Helena set her jaw, but Stroud would not stop.

“According to your academic records, you were considered bright. Surely you didn’t swallow every story you were told about the Holdfasts. Look me in the eyes and tell me: Do you really think the Holdfasts had a right to rule?”

Stroud’s fingers dug beneath Helena’s chin, forcing her to look up.

She stared squarely into Stroud’s face, feeling the threat of her resonance. “Better them than people like you.”

Stroud’s hand dropped, her resonance vanishing before she slapped Helena across the face so hard her head cracked against the wall.

“If you’d joined our cause, you could have been great.” Stroud was breathing heavily as she stood over Helena. “You would have been somebody. You’re nothing now. You spent yourself on the wrong side. No one will ever remember you. You’re ash, like all the rest. And a traitor to your kind.”

Once she was alone, Helena cradled the swollen side of her face, head throbbing.

The Resistance had considered the war a holy war—a divine battle between good and evil, a testing of the Faith. But Helena’s motives had been more personal than that.

Luc didn’t need to be divine for her to want to save him. He could have been entirely ordinary, and she would have made all the same choices.

Was there something she could have done that could have changed things?

When she’d first immigrated to Paladia, she’d thought it was paradise. Etras did not have much metal as a natural resource. Resonance was rare. There were a few alchemy guilds, but they offered no formal training.

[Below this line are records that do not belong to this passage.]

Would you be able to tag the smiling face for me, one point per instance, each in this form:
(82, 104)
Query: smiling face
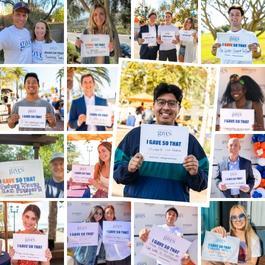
(29, 221)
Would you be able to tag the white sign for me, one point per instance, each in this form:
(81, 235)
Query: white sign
(30, 247)
(53, 53)
(22, 179)
(32, 117)
(149, 38)
(82, 234)
(165, 246)
(168, 36)
(234, 178)
(237, 119)
(99, 115)
(218, 248)
(95, 45)
(116, 232)
(164, 143)
(234, 47)
(82, 173)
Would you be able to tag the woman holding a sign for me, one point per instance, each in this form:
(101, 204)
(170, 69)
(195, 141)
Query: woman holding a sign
(30, 218)
(249, 248)
(88, 255)
(188, 42)
(244, 93)
(97, 39)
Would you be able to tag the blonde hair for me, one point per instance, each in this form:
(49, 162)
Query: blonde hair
(248, 230)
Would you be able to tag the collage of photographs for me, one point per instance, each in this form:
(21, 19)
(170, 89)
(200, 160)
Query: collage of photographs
(139, 136)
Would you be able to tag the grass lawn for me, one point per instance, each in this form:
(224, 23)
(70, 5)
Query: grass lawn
(208, 41)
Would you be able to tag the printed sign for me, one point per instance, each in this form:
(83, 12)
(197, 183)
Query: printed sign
(82, 234)
(218, 248)
(164, 143)
(166, 247)
(22, 179)
(116, 232)
(82, 173)
(95, 45)
(99, 115)
(236, 119)
(234, 178)
(30, 247)
(32, 117)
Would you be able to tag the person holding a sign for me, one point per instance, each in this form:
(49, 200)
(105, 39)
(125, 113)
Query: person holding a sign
(240, 227)
(242, 92)
(147, 38)
(98, 24)
(15, 40)
(188, 42)
(32, 100)
(235, 162)
(160, 180)
(88, 255)
(168, 37)
(55, 185)
(116, 254)
(41, 35)
(30, 219)
(80, 106)
(236, 15)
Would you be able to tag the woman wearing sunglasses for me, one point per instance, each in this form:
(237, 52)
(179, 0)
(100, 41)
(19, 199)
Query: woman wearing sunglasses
(239, 226)
(88, 255)
(242, 92)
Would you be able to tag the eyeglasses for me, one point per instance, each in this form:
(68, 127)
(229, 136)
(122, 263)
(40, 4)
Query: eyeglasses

Reaching Paladia had felt like coming home; like finding the place where she’d always been meant to be.

She’d been vaguely aware that there was a hierarchy among alchemists that divided even the student body, splitting the devout families in close alliance with the Holdfasts apart from the guilds, but she wasn’t familiar enough with the city-state’s politics to understand the intricacies of it.

All she knew was that some students wouldn’t speak to her, laughed when she asked questions, and mocked her accent and way of gesturing with her hands when she talked. Later she learned that those were the guild students and to be wary of them.

It was Luc who’d had to explain that the guild students thought Helena’s enrolment had taken a spot that should have gone to the guilds—though Luc assured her that they were wrong. His family’s Institute hadn’t been founded for guilds but for people like her, the ones who didn’t have opportunities to study alchemy on their own. The guild students didn’t even need to attend; their places and futures were all assured. For them, enrolment at the Institute was a status symbol. Once they had their certification, they’d all leave.

Helena was special, though. She’d be the one who’d stay beyond Year Five, who’d study more than just the principal foundations of alchemy. She’d ascend to the highest floors, make discoveries, and do the kind of work that would change the world. Her name remembered forever.

Why would his family want another guild student at their Institute when they could have someone like her?

Luc had always had a talent for making Helena feel like she was special rather than painfully out of place. She’d wanted to prove him right—that she was something, that she’d be worth believing in. His family wouldn’t be wrong about her.

She’d focused on her education and ignored the political hostilities around her.